Paintbrush was a good dreamer. She'd predicted at least two deaths ... a lot of minor accidents, and the sighting, last year, of a skyman. Nobody had seen a skyman around here for a generation, and then Paintbrush dreamt about one and told everyone about it the next morning, and that afternoon Breeze looked up and saw a skyman way over on the south Gorge rim. For a long time he looked down at the settlement through that big eye of his ... [p. 8]
Storyteller Gibbous Moon is seventy years old, and doesn't want to enter the slow decline of old age: instead, he has decided to adopt the old custom of the Long Walk Out, abandoning his settlement and heading into the unknown. Little does he realise that he's about to become a 'holopark' star, caught on a holo-camera and broadcast to colonies all over the solar system.

And the humans in those colonies begin to question whether the virus that made Earth uninhabitable so long ago is still a threat ...

Gibbous Moon, together with his daughter-in-law Paintbrush and her baby son (and a dog named Yellow) encounter a skyman named Allaby, who's beginning to realise that not everything he's been told is true. His colleague and long-distance lover, Jenny, finds herself involved in rebellion, and nominated for a desperate mission. And the religious factions -- the Keepers of Jerusalem, the Lazarines, the Pilgrims -- all have different ideas about what a return to Earth might mean for their followers.

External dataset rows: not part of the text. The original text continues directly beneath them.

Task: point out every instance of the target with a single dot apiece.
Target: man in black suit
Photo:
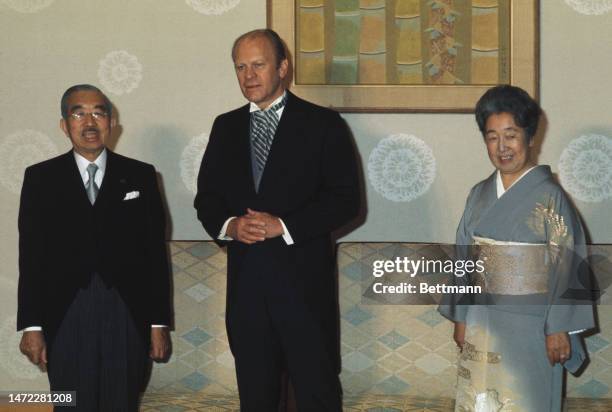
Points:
(93, 267)
(278, 176)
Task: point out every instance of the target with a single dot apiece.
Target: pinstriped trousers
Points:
(98, 353)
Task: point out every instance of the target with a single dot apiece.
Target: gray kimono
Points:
(534, 253)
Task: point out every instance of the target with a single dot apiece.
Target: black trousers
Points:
(271, 328)
(98, 353)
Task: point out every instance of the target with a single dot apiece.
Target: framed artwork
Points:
(407, 55)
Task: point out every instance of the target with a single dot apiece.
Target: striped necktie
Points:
(92, 187)
(263, 128)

This was a surprisingly entertaining read, though some of the characters occasionally reverted to archetype. (Jenny in particular sometimes reminded of a woman in a Sixties space opera. Accidental lesbianism! Self-indulgence with a side-order of nakedness!) Gibbous was a delight, and certainly the most likeable person in the book. The juxtaposition of hunter-gatherers and planet rangers fuelled a great deal of merriment -- The Last Walk Out is often very funny -- while emphasising the underlying theme, that humans are humans wherever you put them.

I found it hard not to read that catastrophic virus as benign ... but that's probably just my inner misanthrope at work.